La déforestation continue de prospérer grâce à la finance mondiale. En 2024, les 150 principales institutions financières ont injecté 8,9 trilliards de dollars dans l’« économie de la déforestation », majoritairement sans mécanismes d’encadrement.
Des mécanismes opaques de financement de la déforestation
Dans son dernier rapport annuel, intitulé « Forest 500 – Finance report: Deforestation is a bad investment », l’ONG Global Canopy expose un constat alarmant : la déforestation, moteur de 11% des émissions de gaz à effet de serre, est massivement soutenue par des acteurs du secteur finance, malgré les risques systémiques qu’elle inflige à nos économies.

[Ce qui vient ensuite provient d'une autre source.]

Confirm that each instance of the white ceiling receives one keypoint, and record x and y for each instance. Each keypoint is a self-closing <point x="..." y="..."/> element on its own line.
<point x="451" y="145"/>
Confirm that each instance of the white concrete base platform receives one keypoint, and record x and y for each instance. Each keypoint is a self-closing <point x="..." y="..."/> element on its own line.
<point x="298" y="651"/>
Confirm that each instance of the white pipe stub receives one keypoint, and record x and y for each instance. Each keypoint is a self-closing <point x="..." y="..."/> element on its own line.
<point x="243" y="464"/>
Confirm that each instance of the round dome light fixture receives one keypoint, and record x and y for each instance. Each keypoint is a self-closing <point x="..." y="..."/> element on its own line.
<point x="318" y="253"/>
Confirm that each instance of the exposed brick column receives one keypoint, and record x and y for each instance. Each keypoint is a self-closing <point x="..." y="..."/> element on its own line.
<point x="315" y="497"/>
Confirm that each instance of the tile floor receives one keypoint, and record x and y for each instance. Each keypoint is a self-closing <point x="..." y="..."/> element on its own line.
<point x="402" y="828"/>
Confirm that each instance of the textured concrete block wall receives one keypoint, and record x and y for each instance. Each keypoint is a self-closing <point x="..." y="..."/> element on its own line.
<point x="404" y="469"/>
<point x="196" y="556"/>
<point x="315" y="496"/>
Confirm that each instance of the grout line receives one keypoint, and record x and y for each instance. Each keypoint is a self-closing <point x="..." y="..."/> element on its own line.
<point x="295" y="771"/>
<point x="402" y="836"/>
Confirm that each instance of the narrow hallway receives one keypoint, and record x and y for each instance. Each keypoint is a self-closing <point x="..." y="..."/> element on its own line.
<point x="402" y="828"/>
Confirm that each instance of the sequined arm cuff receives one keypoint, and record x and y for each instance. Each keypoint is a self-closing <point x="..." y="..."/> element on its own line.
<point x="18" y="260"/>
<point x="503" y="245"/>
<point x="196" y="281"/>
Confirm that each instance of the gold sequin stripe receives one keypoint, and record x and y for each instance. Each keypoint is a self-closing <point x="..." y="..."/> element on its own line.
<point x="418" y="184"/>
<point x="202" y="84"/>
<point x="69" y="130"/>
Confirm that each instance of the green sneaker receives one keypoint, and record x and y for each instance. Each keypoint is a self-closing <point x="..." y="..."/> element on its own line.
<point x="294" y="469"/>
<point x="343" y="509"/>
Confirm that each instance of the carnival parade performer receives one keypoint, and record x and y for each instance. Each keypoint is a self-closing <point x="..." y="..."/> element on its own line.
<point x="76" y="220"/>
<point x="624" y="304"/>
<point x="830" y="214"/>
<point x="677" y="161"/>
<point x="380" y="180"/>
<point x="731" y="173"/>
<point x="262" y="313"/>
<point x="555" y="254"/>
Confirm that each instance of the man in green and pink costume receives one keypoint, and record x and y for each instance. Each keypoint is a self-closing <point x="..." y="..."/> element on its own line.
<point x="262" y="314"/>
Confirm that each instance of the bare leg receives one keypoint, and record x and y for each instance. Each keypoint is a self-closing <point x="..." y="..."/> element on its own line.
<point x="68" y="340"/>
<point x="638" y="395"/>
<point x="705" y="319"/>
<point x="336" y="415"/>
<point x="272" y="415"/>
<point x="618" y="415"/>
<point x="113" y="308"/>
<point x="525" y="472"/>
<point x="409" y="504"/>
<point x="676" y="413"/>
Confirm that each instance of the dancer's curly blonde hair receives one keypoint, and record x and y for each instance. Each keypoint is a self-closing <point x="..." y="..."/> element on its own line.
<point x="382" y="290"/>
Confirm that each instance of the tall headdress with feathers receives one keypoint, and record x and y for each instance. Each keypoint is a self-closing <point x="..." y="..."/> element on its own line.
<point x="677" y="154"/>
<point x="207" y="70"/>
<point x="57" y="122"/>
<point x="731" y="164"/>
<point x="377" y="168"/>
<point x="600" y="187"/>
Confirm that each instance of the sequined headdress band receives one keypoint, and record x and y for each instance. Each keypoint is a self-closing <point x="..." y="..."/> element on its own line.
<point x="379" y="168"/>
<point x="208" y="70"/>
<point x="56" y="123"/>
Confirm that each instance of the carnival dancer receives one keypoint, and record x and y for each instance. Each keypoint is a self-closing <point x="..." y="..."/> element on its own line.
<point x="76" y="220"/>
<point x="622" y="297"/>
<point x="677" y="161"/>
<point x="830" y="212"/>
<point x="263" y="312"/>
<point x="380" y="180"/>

Ce secteur de la finance canalise des sommes colossales vers des activités destructrices. En 2024, 8900 milliards de dollars ont été mobilisés vers des entreprises forest‑risk, souvent dans neuf commodités clés : palme, soja, boeuf, café, cacao, cuir, bois, pâte et papier, caoutchouc. Malgré l’influence potentielle de ces institutions, 60% ne disposent d’aucune politique en matière de prévention de la déforestation. Pire, 1 dollar sur 10 de ces financements a profité à des entreprises sans aucun engagement public contre la déforestation.
Ainsi, des acteurs majeurs comme Vanguard, BlackRock et JPMorgan Chase ont à eux seuls fourni plus de 1600 milliards de dollars à l’économie destructrice, sans garanties suffisantes.
Des failles dans les politiques d’engagement et des tentatives d’encadrement
Parmi les 60 institutions affirmant avoir une politique anti-déforestation, seules 27 surveillent leurs portefeuilles pour conformité, 32 engagent les clients non conformes, et 17 vont jusqu’à menacer de retrait rapide si rien ne change. Des banques comme BBVA, Deutsche Bank et Lloyds Banking Group constituent l’exception : elles filtrent toutes les commodités à risque. À l’inverse, le secteur banques et agribusiness continue de financer la destruction. Par exemple, Santander a co-arrangé 1,3 milliard de dollars pour Cresud, liée à la déforestation de 170.000 hectares dans le Gran Chaco, malgré une politique datée de 2018.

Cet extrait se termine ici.